The imposition of a nominations panel was unlawful in that, without amending the requirements prescribed in section 178(3) of the constitution, the president extended the reach of his consultation to include the nominations panel.”

He added that the only constitutionally sanctioned advisory body in this instance was the JSC, and setting up the panel usurped the powers of the commission.

Furthermore, Zuma said, it was “rumoured in the media” that Zondo received the lowest number of votes when the JSC voted to settle on a preferred candidate.

Constitutional expert Dan Mafora said it was a strange reading of the Constitution because the text is silent on what happened before he sent nominations to the JSC.

“I think it is a discretionary power given to the president and does not constrain the options he has before he announces who his preferred candidate or candidates are. The idea that the section limits him works backwards by assuming that only the JSC and leaders of political parties can have a say in the appointment of the chief justice, but it actually only applies after he has decided who his nominees are.

“There are no restrictions on how he nominates candidates. It is based on a misinterpretation of section 174(3),” Mafora said, referring to the correct section from which the president derives his power to appoint the chief justice.

He said Ramaphosa had been justified in saying that the JSC went beyond its remit by pinpointing Maya for appointment as head of the judiciary.

“The president is right on that score. I don’t think that the decision by the JSC bound him in any way.
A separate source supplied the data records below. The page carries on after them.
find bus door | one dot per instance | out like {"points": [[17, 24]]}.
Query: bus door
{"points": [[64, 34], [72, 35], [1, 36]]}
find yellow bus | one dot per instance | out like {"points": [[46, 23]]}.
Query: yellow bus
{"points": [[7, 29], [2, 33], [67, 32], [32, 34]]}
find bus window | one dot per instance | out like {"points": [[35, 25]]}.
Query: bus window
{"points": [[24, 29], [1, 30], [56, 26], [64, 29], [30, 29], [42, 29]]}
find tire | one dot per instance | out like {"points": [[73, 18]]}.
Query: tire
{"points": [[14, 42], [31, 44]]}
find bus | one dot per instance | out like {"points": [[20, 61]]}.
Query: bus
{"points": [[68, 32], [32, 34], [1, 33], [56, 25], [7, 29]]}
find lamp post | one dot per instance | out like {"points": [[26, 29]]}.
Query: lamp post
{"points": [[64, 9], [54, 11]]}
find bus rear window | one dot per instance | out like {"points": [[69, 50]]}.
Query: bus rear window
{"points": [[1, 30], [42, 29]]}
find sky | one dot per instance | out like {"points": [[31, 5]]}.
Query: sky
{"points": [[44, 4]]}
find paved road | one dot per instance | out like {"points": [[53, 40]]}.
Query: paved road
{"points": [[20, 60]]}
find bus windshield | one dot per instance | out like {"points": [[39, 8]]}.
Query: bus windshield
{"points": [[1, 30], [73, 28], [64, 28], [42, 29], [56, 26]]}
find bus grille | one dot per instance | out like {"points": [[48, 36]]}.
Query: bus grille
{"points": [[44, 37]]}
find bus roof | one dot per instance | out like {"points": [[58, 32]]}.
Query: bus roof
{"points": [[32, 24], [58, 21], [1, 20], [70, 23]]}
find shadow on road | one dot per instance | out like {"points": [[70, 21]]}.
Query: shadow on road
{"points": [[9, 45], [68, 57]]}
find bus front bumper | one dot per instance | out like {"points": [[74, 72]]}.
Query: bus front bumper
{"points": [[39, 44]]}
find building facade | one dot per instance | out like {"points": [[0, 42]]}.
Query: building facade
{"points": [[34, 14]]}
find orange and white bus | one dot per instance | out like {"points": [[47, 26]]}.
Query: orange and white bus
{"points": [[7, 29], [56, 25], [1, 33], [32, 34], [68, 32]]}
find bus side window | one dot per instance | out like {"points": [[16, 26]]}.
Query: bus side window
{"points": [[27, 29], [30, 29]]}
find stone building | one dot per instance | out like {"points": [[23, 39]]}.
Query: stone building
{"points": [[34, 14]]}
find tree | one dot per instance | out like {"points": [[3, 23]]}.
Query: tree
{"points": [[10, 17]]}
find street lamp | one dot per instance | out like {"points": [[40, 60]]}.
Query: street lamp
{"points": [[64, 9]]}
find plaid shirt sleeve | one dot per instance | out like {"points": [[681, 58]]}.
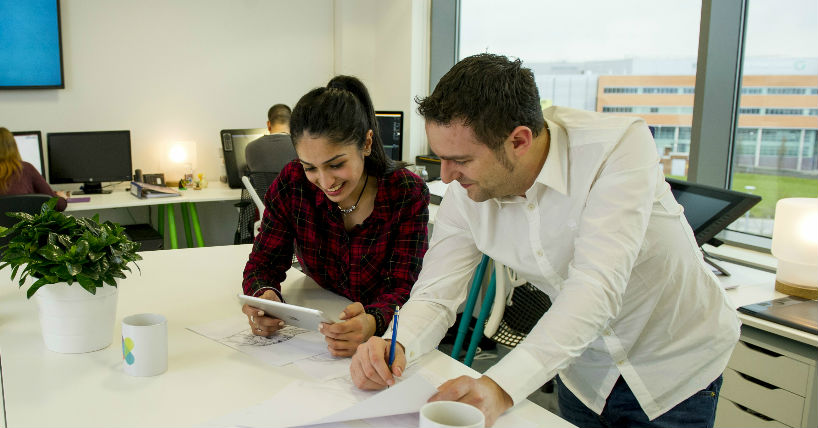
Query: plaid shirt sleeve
{"points": [[409, 231], [272, 252]]}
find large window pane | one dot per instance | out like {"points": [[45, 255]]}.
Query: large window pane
{"points": [[629, 57], [775, 153]]}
The role of the JSC is purely advisory, and the idea that the JSC could only have preferred one candidate is flawed in law.

The president is not bound by its recommendations when appointing the chief justice, the deputy Chief Justice and the president and deputy president of the appellate court.

It is not clear, in political terms, why Zuma is filing this application as a precursor to taking the report of the commission of inquiry into state capture on review. Prosecutions emanating from the recommendations in the report have been slow in coming, and at 80 his chances of being jailed for corruption in that regard are slim.

Presidential spokesman Vincent Magwenya said Ramaphosa would engage with the application through due legal process.

“It is clear that Mr Zuma will not tire in his abuse of the courts and his obsessive harassment of President Ramaphosa,” Magwenya said.

Zuma was handed a 15-month jail sentence for contempt of court for defying summons to testify before the Zondo commission. He was released on medical parole after roughly two months. After the appellate confirmed that this was unlawful, the remainder of his sentence was remitted.
Last year, he brought charges against Ramaphosa in a private prosecution, tangentially related to the charges he faces of arms deal corruption. It was set aside as an abuse of process.